Jan van Eck has warned that memory stocks look frothy, crypto faces a reckoning, and the spiraling US debt could spark a disaster.
The CEO of Van Eck — a global asset manager founded by his father, which now has about $225 billion under management — rang the alarm on the latest episode of “The Master Investor Podcast with Wilfred Frost.”
Memory stocks have surged during the AI boom thanks to insatiable demand for computing power. For example, Micron Technology and SK Hynix have more than tripled in value this year, and secured $1 trillion market capitalizations for the first time this week.
“One hates to call a top,” van Eck said, “but I personally am wary about the memory stocks because in the medium or long term they don’t have quite the competitive moat I believe that Nvidia does.”
The exchange-traded fund (ETF) pioneer said the run-up has been driven by demand far outstripping supply, pushing up prices for now.

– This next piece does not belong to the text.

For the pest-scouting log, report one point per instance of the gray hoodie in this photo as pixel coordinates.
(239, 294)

“It feels bubblelicious,” he said, adding that his active fund managers are cutting their exposure to the memory space.
However, he said Nvidia should be able to fend off competition because it’s become “the kind of mainframe of AI” instead of a single-chip manufacturer. He also underscored the graphics-chip giant’s scale advantages, production efficiencies, and compelling valuation.
On a separate note, van Eck said a “crypto winter” has taken hold. While bitcoin, blockchain, and stablecoins have staying power in his view, “a lot of other parts of the ecosystem are just, to me, going away,” he said.
Bitcoin, the most popular token, has plunged from record highs of over $125,000 last fall to around $75,000.
The finance-industry veteran issued a grim caution about US government debt, which has nearly doubled since 2010 from about $20 trillion to north of $39 trillion.
He said a “loss of confidence” in America’s ability to service its debts would cause a meltdown in global markets.
“I don’t know if there’d be anywhere to hide,” he said, adding that even gold, a popular haven during periods of panic, would likely tumble.
“When everyone’s running for the exits, I don’t think anyone would be able to run any other direction,” he said.